Грин смерил его взглядом с явственным выражением злобного ликования на лице. Вампир улыбнулся, открыв клыки.
— Я без пистолета, сука, — сказал Грин нежно, — но лезвие ножа посеребрено. У меня есть настроение содрать шкуру с твоей трупной морды и забрать ее на память, так что подходи, моя радость.
— У тебя очаровательная претензия быть современным Ван Хельсингом, Илья, — прорычал вампир низко и так же издевательски-ласково, как Грин; его голос словно вынул из Ивана кости. — Милый сумасброд, видишь ли, мне лично ты глубоко симпатичен, но твоя бесцеремонная манера красть силу не всем по вкусу. Я знаю многих, кто желал бы наказать тебя за это.
— Пусть рискнут, — предложил Грин, безмятежно улыбаясь.
— Ты рискуешь, — возразил вампир. — О тебе говорят в «Лунном Бархате». Не стоит перегибать, Илья. Ты вот-вот нарушишь равновесие.
— Офигеть! — насмешливо протянул Грин. Его глаза горели. — Бесы прислали парламентера!
Вампир провел пальцами по воздуху рядом с его лицом — и облизал пальцы. Грин усмехнулся.
— Сладко, — голос вампира ушел в инфразвуковые низы. — Мы могли бы познакомиться поближе, Илья.

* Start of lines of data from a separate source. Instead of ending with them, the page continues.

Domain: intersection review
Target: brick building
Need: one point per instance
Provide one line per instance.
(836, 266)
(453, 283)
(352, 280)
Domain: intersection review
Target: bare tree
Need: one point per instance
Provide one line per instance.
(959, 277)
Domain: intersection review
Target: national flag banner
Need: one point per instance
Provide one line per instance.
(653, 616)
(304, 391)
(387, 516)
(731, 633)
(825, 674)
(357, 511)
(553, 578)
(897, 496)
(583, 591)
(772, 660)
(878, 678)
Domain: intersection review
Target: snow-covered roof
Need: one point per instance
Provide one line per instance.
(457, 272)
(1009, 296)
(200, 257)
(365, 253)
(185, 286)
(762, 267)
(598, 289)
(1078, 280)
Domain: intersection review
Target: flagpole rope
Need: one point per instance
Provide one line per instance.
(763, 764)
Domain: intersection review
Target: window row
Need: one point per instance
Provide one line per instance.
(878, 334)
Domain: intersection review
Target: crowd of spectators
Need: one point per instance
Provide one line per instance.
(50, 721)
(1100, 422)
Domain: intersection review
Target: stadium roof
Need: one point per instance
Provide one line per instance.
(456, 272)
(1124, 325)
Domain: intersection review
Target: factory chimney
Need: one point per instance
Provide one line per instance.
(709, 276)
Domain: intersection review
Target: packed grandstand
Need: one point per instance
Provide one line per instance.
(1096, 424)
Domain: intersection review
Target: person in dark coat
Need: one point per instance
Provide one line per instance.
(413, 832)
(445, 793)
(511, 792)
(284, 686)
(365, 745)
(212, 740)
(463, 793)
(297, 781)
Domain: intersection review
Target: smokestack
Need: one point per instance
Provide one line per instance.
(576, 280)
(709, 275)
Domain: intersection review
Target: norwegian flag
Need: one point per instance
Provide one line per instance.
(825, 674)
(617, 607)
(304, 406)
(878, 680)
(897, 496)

Я попытаюсь тебя убить, ты попытаешься меня убить… этот стиль восхитителен на вкус…
Грин сделал приглашающий жест свободной рукой:
— Начинай. Развлечемся.
Смех вампира отдался эхом где-то в темных дворах.
— Сегодня у тебя нет шансов, Илья. Я подожду момента, когда мы будем на равных. Кстати, «Грин» означает «зеленый», да? Зеленый всегда был цветом Инобытия, мистер Ван Хельсинг!
Потусторонняя фигура нырнула во мрак, как в воду. Грин сплюнул.
— Кто на кого охотится, чч-ч…
Иван потихоньку опомнился. Вампир вызвал у него приступ ужаса, нестерпимого, как ожог. Ах, если бы сила воли и тревога за Грина удержали Ивана на месте — но, в действительности, нерассуждающий парализующий страх был так силен, что он просто не мог ни сопротивляться, ни бежать. Оставалось только радоваться, что Грин озирается по сторонам, кажется, ничего не заметив.
— Я рискую, слыхал? — говорил Грин, морща нос и щурясь. — Они бы меня наказать хотели. Сс-суки трепаные, твари. Я им еще объясню, кто кого будет наказывать. Обо мне говорят в «Лунном Бархате». Ладно. Узнаем, где этот поганый бархат.
— Как? — спросил Иван, наконец, справившийся с виной и стыдом.